A proposal put forth by parties involved in the C.R. Bard IVC filter litigation would allow some cases to head to trial as early as next year. According to a Joint Report filed with the U.S. District Court, District of Arizona, on January 21st, the plan would involve two separate discovery tracks for more advanced lawsuits vs. newer cases.
At least 78 IVC filter lawsuits have been filed against Bard in the federal multidistrict litigation now underway in Arizona. All of the cases put forth similar allegations regarding the propensity of Bard’s Recovery and G2 blood clot filters to fracture, tilt, and migrate, causing serious injury to patients. The litigation was only created this past August, and some legal experts believe that hundreds of additional claims will eventually be filed in the proceeding.
A number of the Bard IVC filter cases now pending in the centralized litigation had already reached an advanced stage of discovery, and were nearing readiness for trial when they were transferred to the District of Arizona. The January 21st Joint Status Report proposes that discovery be completed in these cases by July 1, 2016. The parties would then exchange supplemental expert reports and complete expert discovery by November 4, 2016. This schedule would likely allow the advanced cases to be trial ready by early 2017.

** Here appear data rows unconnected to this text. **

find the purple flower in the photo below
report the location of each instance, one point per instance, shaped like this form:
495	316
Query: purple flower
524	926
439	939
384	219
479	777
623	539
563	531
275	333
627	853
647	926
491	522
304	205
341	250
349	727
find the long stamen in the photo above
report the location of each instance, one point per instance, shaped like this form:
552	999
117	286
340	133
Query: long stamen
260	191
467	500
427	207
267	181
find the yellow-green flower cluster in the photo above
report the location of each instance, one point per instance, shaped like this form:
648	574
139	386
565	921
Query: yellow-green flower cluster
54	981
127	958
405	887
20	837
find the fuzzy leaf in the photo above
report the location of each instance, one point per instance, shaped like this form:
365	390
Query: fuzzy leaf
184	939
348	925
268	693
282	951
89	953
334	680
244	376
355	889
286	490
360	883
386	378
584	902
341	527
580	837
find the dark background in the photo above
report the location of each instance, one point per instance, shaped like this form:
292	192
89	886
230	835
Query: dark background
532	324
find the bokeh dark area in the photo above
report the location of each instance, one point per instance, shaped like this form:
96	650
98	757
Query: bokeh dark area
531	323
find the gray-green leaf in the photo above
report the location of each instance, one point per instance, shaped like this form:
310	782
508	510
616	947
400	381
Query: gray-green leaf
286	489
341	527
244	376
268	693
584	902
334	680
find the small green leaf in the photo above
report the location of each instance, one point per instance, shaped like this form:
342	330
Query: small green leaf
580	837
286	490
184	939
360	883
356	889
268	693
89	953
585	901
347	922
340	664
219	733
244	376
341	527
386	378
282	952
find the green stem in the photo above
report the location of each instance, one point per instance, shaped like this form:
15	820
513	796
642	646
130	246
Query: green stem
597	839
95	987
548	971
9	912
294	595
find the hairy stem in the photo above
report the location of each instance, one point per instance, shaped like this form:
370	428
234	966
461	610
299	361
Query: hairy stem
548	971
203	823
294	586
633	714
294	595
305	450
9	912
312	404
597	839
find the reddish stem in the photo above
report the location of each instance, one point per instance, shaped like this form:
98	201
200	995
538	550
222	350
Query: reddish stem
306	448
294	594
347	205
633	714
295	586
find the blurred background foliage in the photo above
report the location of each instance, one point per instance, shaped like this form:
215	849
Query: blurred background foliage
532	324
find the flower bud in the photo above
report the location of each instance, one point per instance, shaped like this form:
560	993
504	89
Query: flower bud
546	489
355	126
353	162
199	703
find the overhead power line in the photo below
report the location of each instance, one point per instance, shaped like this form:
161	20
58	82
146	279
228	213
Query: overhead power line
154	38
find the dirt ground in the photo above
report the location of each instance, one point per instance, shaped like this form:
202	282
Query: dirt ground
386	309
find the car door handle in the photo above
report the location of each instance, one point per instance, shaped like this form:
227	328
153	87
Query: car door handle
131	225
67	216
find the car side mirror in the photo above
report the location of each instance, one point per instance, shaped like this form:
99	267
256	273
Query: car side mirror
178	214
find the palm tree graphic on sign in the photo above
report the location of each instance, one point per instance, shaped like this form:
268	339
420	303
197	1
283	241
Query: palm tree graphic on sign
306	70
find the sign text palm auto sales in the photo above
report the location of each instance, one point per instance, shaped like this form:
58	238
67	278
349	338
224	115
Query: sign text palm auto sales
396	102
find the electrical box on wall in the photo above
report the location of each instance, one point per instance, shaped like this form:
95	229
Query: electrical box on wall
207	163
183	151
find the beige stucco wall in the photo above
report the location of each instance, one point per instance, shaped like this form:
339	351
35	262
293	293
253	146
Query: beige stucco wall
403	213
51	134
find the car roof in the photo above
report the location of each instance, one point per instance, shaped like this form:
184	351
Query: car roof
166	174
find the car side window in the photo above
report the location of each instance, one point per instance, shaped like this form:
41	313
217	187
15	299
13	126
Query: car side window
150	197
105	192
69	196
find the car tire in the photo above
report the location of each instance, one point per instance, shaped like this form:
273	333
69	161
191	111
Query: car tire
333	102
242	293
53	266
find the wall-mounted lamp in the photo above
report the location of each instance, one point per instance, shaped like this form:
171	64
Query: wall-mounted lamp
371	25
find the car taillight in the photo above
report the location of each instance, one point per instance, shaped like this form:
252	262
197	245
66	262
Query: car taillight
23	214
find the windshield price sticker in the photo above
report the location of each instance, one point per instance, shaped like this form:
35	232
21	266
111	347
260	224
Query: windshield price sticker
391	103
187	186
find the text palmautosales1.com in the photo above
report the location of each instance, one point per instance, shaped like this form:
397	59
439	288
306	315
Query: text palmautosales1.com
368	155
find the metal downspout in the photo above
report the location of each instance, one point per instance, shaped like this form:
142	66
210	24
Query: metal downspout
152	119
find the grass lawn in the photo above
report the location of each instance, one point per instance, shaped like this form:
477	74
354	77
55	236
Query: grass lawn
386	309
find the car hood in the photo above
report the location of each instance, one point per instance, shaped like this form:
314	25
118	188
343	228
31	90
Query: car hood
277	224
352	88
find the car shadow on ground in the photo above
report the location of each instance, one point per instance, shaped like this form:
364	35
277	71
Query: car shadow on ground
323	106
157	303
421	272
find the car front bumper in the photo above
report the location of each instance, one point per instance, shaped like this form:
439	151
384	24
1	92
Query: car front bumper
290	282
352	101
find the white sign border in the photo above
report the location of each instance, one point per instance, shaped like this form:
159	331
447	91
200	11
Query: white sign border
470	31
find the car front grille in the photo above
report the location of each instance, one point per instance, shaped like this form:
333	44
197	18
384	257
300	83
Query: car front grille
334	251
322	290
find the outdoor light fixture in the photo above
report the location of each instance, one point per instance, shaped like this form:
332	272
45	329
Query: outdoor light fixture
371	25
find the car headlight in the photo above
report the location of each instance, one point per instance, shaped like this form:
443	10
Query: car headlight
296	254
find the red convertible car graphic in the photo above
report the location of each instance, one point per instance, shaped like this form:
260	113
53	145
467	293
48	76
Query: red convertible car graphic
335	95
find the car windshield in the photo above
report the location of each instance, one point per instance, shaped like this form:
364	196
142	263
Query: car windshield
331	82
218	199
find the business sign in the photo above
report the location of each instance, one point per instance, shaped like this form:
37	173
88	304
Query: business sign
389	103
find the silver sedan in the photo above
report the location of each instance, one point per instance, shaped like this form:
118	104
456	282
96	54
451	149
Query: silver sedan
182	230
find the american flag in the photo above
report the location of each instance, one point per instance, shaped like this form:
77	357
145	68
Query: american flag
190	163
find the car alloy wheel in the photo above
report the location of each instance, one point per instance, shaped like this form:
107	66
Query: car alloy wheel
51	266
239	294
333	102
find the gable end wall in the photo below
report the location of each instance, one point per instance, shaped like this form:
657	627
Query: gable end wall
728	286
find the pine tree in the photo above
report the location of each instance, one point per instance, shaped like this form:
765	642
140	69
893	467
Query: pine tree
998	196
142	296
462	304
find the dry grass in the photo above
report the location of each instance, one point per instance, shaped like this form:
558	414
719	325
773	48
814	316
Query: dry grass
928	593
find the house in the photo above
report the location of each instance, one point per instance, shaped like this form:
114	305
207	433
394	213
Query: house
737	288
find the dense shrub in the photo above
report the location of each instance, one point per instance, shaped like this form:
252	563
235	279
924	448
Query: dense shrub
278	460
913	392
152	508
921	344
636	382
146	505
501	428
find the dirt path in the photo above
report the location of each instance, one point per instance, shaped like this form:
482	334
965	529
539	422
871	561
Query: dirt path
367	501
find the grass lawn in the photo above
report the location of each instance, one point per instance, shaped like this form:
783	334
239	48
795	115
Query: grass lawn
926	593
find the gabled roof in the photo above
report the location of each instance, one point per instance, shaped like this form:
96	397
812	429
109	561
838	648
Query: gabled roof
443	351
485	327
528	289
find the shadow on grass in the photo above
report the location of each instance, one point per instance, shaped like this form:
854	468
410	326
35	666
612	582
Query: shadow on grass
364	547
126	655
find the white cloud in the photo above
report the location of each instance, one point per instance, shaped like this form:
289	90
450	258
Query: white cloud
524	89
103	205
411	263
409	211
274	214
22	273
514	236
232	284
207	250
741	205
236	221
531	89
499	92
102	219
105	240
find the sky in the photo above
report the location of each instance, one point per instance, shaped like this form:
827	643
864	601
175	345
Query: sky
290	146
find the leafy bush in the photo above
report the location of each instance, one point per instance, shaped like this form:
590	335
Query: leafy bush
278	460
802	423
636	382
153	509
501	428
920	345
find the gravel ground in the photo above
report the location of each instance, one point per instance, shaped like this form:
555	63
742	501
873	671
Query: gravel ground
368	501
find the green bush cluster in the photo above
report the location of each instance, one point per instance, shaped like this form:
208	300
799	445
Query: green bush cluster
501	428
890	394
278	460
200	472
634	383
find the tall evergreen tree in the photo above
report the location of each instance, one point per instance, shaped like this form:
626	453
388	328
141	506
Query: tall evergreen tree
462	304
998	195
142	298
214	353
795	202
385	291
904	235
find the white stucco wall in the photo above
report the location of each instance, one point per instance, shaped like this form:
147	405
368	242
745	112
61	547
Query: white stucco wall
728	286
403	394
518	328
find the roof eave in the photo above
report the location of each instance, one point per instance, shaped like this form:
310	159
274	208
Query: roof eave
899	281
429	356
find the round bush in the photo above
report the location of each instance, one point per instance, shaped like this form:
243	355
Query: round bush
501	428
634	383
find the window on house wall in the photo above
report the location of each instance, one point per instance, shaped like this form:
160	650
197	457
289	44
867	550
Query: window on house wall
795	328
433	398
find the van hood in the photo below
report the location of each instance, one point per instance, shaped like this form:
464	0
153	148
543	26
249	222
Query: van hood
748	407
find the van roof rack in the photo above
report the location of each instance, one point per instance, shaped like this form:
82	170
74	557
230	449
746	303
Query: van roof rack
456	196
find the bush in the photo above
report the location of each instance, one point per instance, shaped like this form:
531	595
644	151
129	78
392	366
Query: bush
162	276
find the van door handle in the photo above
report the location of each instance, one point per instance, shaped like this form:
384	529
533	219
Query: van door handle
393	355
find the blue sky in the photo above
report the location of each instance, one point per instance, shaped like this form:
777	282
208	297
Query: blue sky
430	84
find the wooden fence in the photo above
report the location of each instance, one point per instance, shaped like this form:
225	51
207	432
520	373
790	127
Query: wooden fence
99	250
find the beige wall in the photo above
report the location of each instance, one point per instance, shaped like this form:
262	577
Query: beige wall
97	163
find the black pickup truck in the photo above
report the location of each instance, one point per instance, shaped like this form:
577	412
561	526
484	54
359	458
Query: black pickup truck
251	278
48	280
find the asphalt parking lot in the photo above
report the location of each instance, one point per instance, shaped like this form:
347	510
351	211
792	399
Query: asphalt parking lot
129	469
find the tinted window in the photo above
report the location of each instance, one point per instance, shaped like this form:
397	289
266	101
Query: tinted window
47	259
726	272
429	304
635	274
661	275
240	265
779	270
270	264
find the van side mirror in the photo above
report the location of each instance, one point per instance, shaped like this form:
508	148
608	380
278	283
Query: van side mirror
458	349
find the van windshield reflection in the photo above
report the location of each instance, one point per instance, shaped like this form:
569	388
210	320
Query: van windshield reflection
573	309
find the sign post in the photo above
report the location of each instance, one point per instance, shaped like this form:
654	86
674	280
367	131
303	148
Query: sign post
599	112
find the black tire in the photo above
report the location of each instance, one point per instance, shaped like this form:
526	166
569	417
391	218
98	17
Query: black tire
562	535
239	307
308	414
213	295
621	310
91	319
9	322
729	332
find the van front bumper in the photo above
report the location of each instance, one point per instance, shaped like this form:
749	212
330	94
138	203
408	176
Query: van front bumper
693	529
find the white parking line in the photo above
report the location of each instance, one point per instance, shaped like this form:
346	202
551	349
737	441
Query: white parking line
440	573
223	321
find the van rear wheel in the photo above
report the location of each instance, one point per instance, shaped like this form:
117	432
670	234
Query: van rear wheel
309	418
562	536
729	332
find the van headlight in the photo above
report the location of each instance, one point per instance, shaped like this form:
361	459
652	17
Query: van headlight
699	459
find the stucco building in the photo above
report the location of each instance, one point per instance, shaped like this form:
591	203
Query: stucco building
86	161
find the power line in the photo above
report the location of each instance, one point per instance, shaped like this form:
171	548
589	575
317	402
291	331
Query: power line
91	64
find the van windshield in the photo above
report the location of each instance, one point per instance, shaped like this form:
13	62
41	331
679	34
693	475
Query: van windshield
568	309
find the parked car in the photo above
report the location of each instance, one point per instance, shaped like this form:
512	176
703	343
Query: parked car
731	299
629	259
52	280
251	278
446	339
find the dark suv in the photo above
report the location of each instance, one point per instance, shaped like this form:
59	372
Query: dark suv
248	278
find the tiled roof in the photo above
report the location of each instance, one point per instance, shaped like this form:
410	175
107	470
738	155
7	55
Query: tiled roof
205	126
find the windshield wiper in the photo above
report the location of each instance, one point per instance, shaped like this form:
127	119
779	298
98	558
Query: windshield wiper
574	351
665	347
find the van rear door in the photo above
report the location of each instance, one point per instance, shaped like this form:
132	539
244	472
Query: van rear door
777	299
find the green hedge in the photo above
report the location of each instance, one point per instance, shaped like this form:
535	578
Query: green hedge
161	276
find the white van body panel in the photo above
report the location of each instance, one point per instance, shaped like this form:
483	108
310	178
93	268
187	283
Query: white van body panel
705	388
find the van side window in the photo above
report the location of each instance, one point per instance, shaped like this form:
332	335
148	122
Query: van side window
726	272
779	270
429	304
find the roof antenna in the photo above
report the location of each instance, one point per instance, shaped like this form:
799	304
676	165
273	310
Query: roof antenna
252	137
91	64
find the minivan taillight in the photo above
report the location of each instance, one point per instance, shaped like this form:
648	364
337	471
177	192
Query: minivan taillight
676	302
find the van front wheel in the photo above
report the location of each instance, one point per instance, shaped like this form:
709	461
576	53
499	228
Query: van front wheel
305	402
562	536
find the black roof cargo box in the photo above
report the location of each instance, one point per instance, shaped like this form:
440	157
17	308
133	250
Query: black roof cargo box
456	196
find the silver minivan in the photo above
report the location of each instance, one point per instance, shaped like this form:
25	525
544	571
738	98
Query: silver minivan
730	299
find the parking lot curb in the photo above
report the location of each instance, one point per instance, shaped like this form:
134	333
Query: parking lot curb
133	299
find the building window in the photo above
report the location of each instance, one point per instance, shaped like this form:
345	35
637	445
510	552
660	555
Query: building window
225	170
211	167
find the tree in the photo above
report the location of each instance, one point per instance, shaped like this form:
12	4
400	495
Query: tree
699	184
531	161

The second discovery track for the more recent lawsuits would enable the close of discovery into general issues to occur by October 28, 2016. Common-issue expert discovery would then wrap up by May 19, 2017.
Meanwhile, nearly 200 product liability claims involving IVC filters marketed by Cook Medical are moving forward in a multidistrict litigation now underway in the U.S. District Court, Southern District of Illinois. A bellwether trial plan calls for four of those cases to be prepared for trials that would get underway after September 15, 2016.
Bellwether trials are important part of any consolidated litigation. While their outcomes are not binding on other claims included in a proceeding, they can provide some insight into how juries might decide similar lawsuit.